Would You Like Falafel With That?

Much joy in the blog world today over O'Reilly's numbers going down the shitter. But as tempting as it is to chalk the whole thing up to Andrea Makris' revenge, the truth may be even sweeter -- it looks like demand for fabricated right-wing propaganda packaged and sold as news may be on the decline, especially if that news brand is Fox.

For the past six consecutive months, Fox News Channel's ratings in the all-important 25-54 age group (the ones most likely to buy whatever Fox advertisers are selling) have declined versus the previous month. Fox defenders were quick to leap to O'Reilly's defense today, saying everyone's ratings peaked around election time and then went down again. But in April 2005, FNC's weekday primetime demo average decreased 25% compared to the same time period a year ago. CNN's, on the other hand, increased 27%. Only on a network well-versed in promulgating the war in Iraq as an unqualified success could these numbers be smeared with lipstick and sold as a "triumph."

But that is exactly what Fox spin-meisters are doing, and despite the fact that industry analysts are atwitter about FNC's "downward spiral," there are no shortage of buyers for the bill of goods being sold by Roger Ailes and Company. The Atlanta Journal-Constitution sees no need to jump on the facts in its recent article on Fox News, where they credulously declare FNC "the big dog in cable news -- and growing."

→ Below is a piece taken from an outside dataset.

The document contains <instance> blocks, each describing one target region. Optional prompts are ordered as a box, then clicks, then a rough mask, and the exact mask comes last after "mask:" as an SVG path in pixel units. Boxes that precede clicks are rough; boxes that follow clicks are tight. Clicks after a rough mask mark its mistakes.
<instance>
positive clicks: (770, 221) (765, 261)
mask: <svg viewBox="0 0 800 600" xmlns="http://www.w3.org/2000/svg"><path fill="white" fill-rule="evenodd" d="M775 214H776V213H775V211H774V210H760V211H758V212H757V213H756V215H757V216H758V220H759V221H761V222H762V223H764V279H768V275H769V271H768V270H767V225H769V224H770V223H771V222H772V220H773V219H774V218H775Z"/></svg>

The "winning" Fox formula, as described by FNC Vice President Bill Shine:
See how the other networks cover a story. Ask whether there is another side to present or another way to report it. Then practice solid journalism.
If "solid journalism" means getting Rove on the horn to find out what your opinion is, dumbing it down to the LCD, wrapping it in a flag, applying the ever-popular all-bigot spin and then delivering it to some thick-witted perv to scream at top volume, then I suppose so.
Shepard Smith, host of the nightly news at 7, conveys a looseness that places him closer in manner to faux newscaster Jon Stewart on the Comedy Central than the broadcast network cast.
Only if John Stewart was big closet queen with a bad case of forehead shine who resolved never to be funny again.
On CBS, whose disputed report on President Bush's National Guard service led to an independent probe and staff shakeup, Ailes said: "I don't have a former attorney general investigating us. I haven't fired my anchors, I haven't fired my producers."
Because we'd be utterly lost without the quality work of Carl Cameron.